Sous la direction de GĂ©rard Wormser
La question des critères de jugement fondant l’appréciation des conduites et des situations est devenue absolument centrale dans notre configuration philosophique. C’est pourquoi la pensée de Jean-Paul Sartre connaît aujourd'hui un regain d’actualité. À travers ses réflexions, nous renouons les fils d’une généalogie de la morale et de notre histoire. Qu’il s’agisse d’évaluer les enjeux des situations ou des pratiques, liées tant à la science qu’à l’économie ou au droit, ce que Sartre nommait « situations » est devenu si central qu’on n’imagine plus aujourd’hui qu’il a fallu créer ce concept pour associer les états de la réalité aux intentions de transformation qui sont nôtres.
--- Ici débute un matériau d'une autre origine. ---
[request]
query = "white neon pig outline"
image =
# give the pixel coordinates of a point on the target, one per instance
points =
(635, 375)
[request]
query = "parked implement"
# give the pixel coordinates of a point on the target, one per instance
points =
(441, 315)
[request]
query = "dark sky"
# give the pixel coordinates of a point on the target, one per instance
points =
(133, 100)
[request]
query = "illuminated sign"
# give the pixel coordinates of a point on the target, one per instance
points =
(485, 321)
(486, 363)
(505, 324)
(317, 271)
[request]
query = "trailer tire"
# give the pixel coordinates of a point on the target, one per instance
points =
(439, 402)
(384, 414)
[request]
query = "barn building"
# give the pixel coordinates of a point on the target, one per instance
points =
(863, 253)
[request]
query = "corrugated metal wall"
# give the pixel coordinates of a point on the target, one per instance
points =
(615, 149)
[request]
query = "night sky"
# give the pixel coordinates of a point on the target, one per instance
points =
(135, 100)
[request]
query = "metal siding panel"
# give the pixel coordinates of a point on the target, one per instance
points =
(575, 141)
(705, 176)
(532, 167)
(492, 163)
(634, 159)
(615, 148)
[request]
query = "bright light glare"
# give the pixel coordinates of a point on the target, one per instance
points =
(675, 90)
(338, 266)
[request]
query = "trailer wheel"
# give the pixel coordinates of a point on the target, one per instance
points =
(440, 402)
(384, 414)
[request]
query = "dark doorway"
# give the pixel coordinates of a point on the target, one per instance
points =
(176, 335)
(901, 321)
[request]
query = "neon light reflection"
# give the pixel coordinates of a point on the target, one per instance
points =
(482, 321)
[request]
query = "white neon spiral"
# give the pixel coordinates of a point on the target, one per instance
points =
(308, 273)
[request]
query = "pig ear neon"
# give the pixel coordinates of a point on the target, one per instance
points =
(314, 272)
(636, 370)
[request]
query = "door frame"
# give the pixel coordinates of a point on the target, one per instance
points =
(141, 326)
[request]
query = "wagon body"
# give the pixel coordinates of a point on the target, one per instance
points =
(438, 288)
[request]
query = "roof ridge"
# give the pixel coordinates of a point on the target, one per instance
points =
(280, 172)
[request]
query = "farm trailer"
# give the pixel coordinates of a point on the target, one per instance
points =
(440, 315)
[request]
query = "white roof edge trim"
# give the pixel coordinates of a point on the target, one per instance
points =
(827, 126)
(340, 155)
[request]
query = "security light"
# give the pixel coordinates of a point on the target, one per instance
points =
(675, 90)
Les textes que nous publions mettent à jour la complexité des approches d’une pensée de l’histoire en situation, pour laquelle Sartre a inventé le néologisme « s’historialiser ». Il s’agit par ce terme de désigner l’appréhension, orientée par les « possibles » de chacun, des contraintes pesant sur nos actions. Ce sont elles qui rendent compte des erreurs d’appréciation, des déviations que subissent nos intentions à mesure que les moyens disponibles déterminent la révision des significations de nos fins. C’est au point parfois que nous ne nous reconnaissons plus dans nos actes, ou que ceux-ci viennent éclairer nos orientations d’un jour que nous n’avions pas pu ni voulu voir.
La posture singulière de Jean-Paul Sartre consiste donc à ne jamais séparer les prises de position politiques des orientations subjectives à partir desquelles peuvent apparaître des significations historiques.